Course overview: core techniques
Algorithm design techniques that we will use in this class include: 1 divide-and-conquer
2 backtracking
3 dynamic programming
4 greedy
All of the above techniques rely on reductions.

Reductions
As your textbook says:
“Reductions are the single most common technique used in designing algorithms.
Reducing one problem X to another problem Y means to write an algorithm for X that uses an algorithm for Y as a black box or subroutine.
Crucially, the correctness of the resulting algorithm for X cannot depend in any way on how the algorithm for Y works. The only thing we can assume is that the black box solves Y correctly.

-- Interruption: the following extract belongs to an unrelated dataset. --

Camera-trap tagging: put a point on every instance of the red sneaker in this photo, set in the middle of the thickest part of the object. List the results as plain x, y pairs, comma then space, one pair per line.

The inner workings of the black box are simply none of our business; they’re somebody else’s problem. It’s often best to literally think of the black box as functioning purely by magic.”

Recursion
Recursion is a special type of reduction that reduces a problem instance to one or more simpler instances of the same problem.
All four algorithm design techniques 1 divide-and-conquer
2 backtracking
3 dynamic programming
4 greedy
that we will use in this class can be described using recursion.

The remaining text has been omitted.